2011, Vol. 39, No. 3, 1335–1371 | BY RYAN J. TIBSHIRANI AND JONATHAN TAYLOR
The paper presents a path algorithm for the generalized lasso problem, which penalizes the $\ell_1$ norm of a matrix $D$ times the coefficient vector. The algorithm is based on solving the dual of the generalized lasso, which facilitates computation of the solution path. For the case where $D = I$ (the usual lasso), the authors draw a connection to the well-known LARS algorithm. For an arbitrary $D$, they derive an unbiased estimate of the degrees of freedom of the generalized lasso fit, which is intuitive in many applications.
The introduction motivates the use of a penalty matrix $D$ and provides examples of problems that fit into this framework, including the fused lasso, trend filtering, wavelet smoothing, and outlier detection. The paper then derives the Lagrange dual of the generalized lasso problem, which serves as the foundation for the algorithm. The authors develop the algorithm for the case $X = I$ and then extend it to general design matrices $X$. They also discuss the conditions under which the generalized lasso problem can be transformed into a regular lasso problem.
The paper concludes with a discussion of the properties of the solution path, including the primal-dual correspondence and the changes in slope of the primal solution path. The authors provide a geometric argument to prove a result on the degrees of freedom of the generalized lasso fit.The paper presents a path algorithm for the generalized lasso problem, which penalizes the $\ell_1$ norm of a matrix $D$ times the coefficient vector. The algorithm is based on solving the dual of the generalized lasso, which facilitates computation of the solution path. For the case where $D = I$ (the usual lasso), the authors draw a connection to the well-known LARS algorithm. For an arbitrary $D$, they derive an unbiased estimate of the degrees of freedom of the generalized lasso fit, which is intuitive in many applications.

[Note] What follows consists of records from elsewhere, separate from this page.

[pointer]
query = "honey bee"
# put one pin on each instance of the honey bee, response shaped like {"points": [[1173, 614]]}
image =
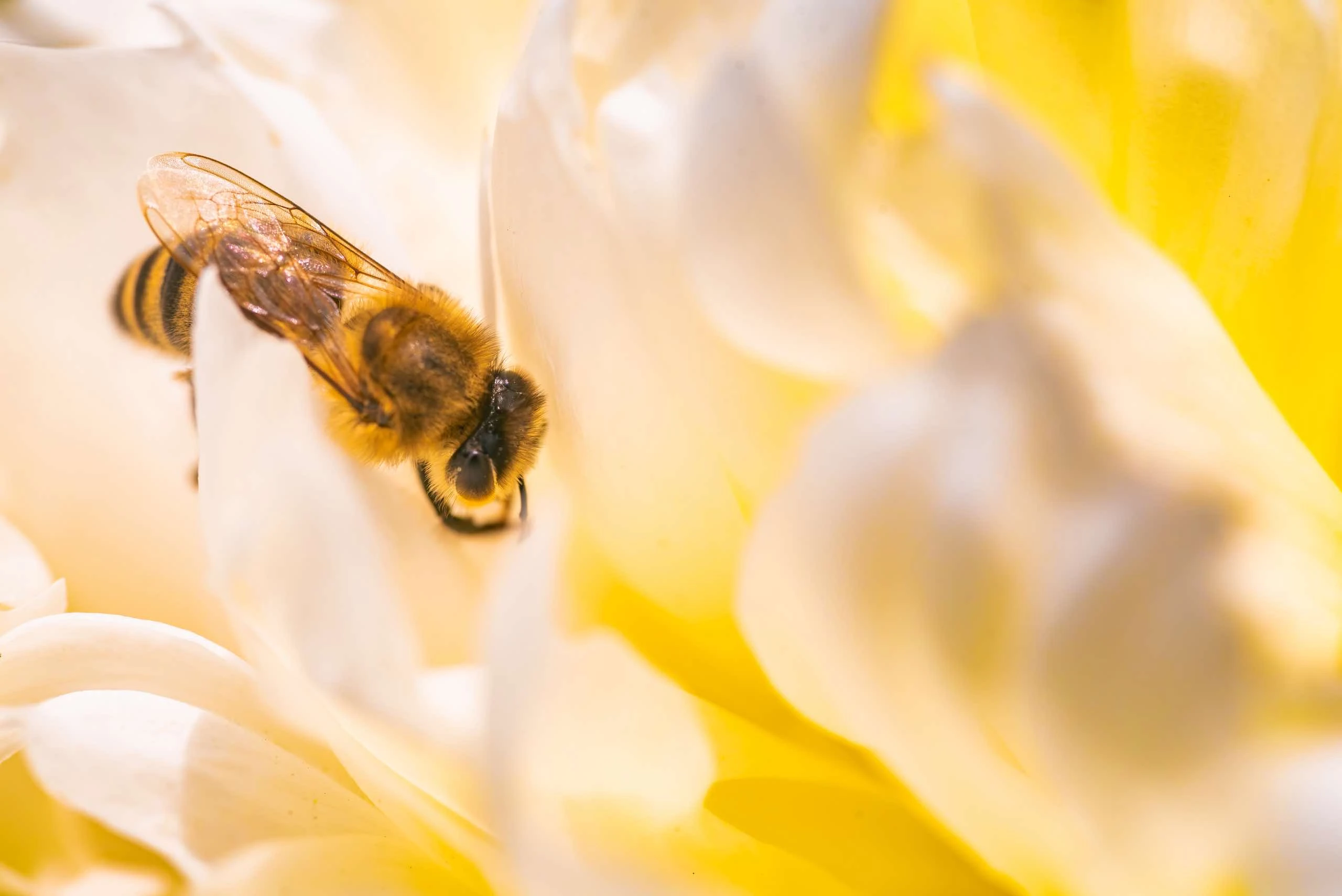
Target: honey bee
{"points": [[410, 375]]}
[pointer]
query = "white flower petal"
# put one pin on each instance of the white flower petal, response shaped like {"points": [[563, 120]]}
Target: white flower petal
{"points": [[113, 882], [819, 58], [104, 486], [1166, 380], [26, 587], [11, 733], [45, 602], [764, 239], [22, 570], [932, 572], [618, 434], [71, 652], [341, 866], [752, 414], [183, 781], [580, 729], [289, 533], [1295, 852]]}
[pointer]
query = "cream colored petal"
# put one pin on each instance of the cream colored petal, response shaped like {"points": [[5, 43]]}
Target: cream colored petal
{"points": [[46, 602], [586, 741], [183, 781], [765, 239], [291, 542], [11, 733], [26, 587], [100, 474], [819, 57], [618, 436], [883, 588], [111, 882], [751, 412], [73, 652], [1166, 380], [339, 866], [968, 578], [1295, 851], [1022, 486], [22, 570]]}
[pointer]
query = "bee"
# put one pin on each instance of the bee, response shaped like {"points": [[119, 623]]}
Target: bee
{"points": [[408, 373]]}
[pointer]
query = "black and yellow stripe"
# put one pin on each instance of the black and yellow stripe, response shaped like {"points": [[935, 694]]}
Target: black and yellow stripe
{"points": [[154, 301]]}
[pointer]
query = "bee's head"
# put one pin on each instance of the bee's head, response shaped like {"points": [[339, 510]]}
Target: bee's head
{"points": [[504, 446]]}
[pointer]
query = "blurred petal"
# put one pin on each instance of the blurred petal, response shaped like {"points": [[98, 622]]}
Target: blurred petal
{"points": [[765, 242], [104, 486], [337, 866], [621, 439], [1212, 126], [26, 587], [22, 570], [1165, 379], [111, 882], [1003, 530], [183, 781], [73, 652], [1297, 851], [46, 602]]}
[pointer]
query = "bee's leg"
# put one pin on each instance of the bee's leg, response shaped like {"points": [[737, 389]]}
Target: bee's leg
{"points": [[445, 510], [186, 376]]}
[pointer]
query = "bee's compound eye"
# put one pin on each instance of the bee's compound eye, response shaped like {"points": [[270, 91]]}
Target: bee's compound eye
{"points": [[474, 475]]}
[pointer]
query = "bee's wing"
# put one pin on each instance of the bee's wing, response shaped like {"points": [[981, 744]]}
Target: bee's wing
{"points": [[284, 267]]}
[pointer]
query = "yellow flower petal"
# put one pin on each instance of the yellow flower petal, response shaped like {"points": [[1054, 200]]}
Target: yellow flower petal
{"points": [[114, 515]]}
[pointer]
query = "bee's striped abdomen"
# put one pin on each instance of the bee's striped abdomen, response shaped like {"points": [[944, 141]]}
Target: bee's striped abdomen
{"points": [[154, 301]]}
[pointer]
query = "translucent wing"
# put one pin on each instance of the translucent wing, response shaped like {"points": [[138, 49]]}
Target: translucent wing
{"points": [[285, 268]]}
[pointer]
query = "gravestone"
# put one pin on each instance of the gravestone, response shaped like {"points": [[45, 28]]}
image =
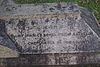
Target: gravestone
{"points": [[49, 34]]}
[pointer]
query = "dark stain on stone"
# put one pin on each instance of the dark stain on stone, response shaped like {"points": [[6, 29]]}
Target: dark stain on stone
{"points": [[47, 20], [34, 23], [51, 9], [21, 24], [2, 25]]}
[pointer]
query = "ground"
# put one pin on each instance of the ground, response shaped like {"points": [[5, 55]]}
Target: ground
{"points": [[93, 4]]}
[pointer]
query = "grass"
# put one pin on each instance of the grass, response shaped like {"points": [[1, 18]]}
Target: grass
{"points": [[93, 4]]}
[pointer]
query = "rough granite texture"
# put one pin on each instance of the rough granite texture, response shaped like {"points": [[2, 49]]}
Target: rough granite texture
{"points": [[68, 40]]}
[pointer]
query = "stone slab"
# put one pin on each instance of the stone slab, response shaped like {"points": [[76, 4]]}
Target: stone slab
{"points": [[48, 29]]}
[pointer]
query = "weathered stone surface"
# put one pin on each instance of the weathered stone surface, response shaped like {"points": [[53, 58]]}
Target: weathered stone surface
{"points": [[7, 53], [64, 29]]}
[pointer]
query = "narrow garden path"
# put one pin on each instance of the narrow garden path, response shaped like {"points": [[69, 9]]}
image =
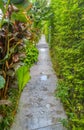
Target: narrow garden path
{"points": [[39, 109]]}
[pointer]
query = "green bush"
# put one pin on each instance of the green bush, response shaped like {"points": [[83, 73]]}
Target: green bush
{"points": [[67, 50]]}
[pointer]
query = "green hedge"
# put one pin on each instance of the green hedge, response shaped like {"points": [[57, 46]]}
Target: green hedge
{"points": [[67, 50]]}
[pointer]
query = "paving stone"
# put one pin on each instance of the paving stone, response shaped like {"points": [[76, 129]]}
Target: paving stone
{"points": [[39, 109]]}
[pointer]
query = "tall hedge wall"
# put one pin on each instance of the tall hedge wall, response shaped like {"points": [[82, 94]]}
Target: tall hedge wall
{"points": [[67, 51]]}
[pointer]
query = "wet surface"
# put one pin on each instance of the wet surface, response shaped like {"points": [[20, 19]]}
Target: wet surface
{"points": [[38, 108]]}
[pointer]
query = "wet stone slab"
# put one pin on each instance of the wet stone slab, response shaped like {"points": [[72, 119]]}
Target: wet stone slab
{"points": [[39, 109]]}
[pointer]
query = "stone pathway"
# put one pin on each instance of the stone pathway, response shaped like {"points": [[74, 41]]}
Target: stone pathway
{"points": [[39, 109]]}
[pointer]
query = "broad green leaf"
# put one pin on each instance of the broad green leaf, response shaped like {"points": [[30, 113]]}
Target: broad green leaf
{"points": [[23, 76], [2, 82], [2, 5], [19, 17]]}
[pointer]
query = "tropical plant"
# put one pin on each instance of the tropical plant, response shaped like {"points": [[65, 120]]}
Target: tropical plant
{"points": [[67, 50]]}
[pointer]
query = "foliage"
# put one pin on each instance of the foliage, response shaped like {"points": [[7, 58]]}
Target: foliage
{"points": [[20, 30], [67, 51], [23, 76], [8, 111], [32, 55], [2, 82]]}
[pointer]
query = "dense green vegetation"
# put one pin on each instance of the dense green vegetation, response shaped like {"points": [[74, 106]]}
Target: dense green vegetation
{"points": [[66, 36], [20, 29]]}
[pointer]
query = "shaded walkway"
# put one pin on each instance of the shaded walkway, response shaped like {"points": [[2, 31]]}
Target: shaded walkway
{"points": [[38, 108]]}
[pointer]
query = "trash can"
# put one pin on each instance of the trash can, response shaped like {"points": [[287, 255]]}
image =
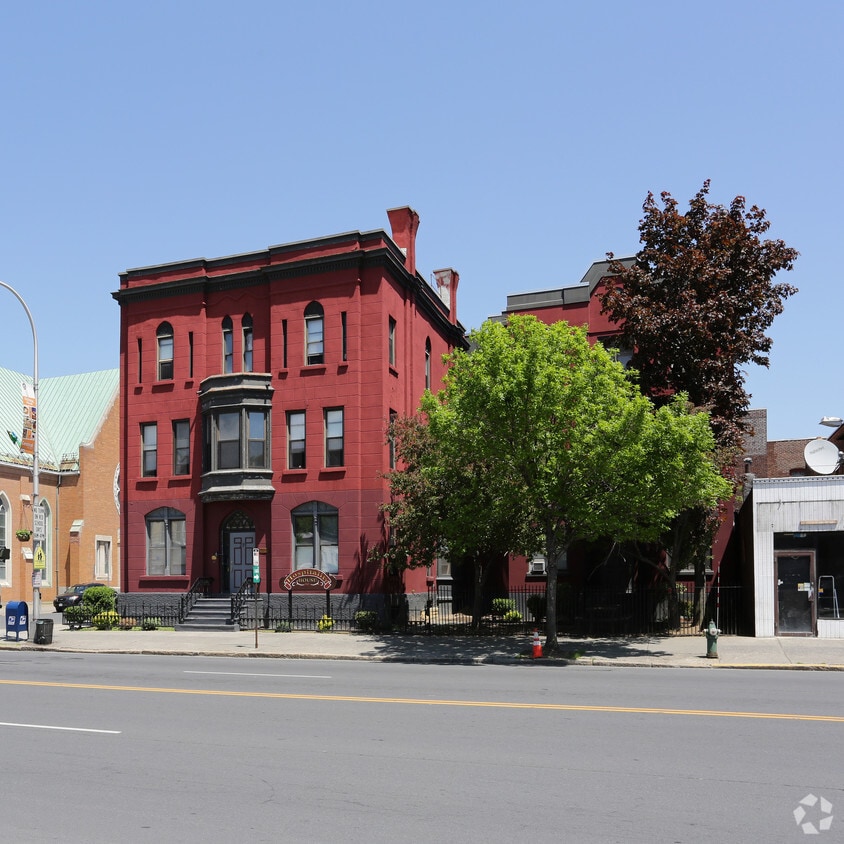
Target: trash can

The introduction motivates the use of a penalty matrix $D$ and provides examples of problems that fit into this framework, including the fused lasso, trend filtering, wavelet smoothing, and outlier detection. The paper then derives the Lagrange dual of the generalized lasso problem, which serves as the foundation for the algorithm. The authors develop the algorithm for the case $X = I$ and then extend it to general design matrices $X$. They also discuss the conditions under which the generalized lasso problem can be transformed into a regular lasso problem.
The paper concludes with a discussion of the properties of the solution path, including the primal-dual correspondence and the changes in slope of the primal solution path. The authors provide a geometric argument to prove a result on the degrees of freedom of the generalized lasso fit.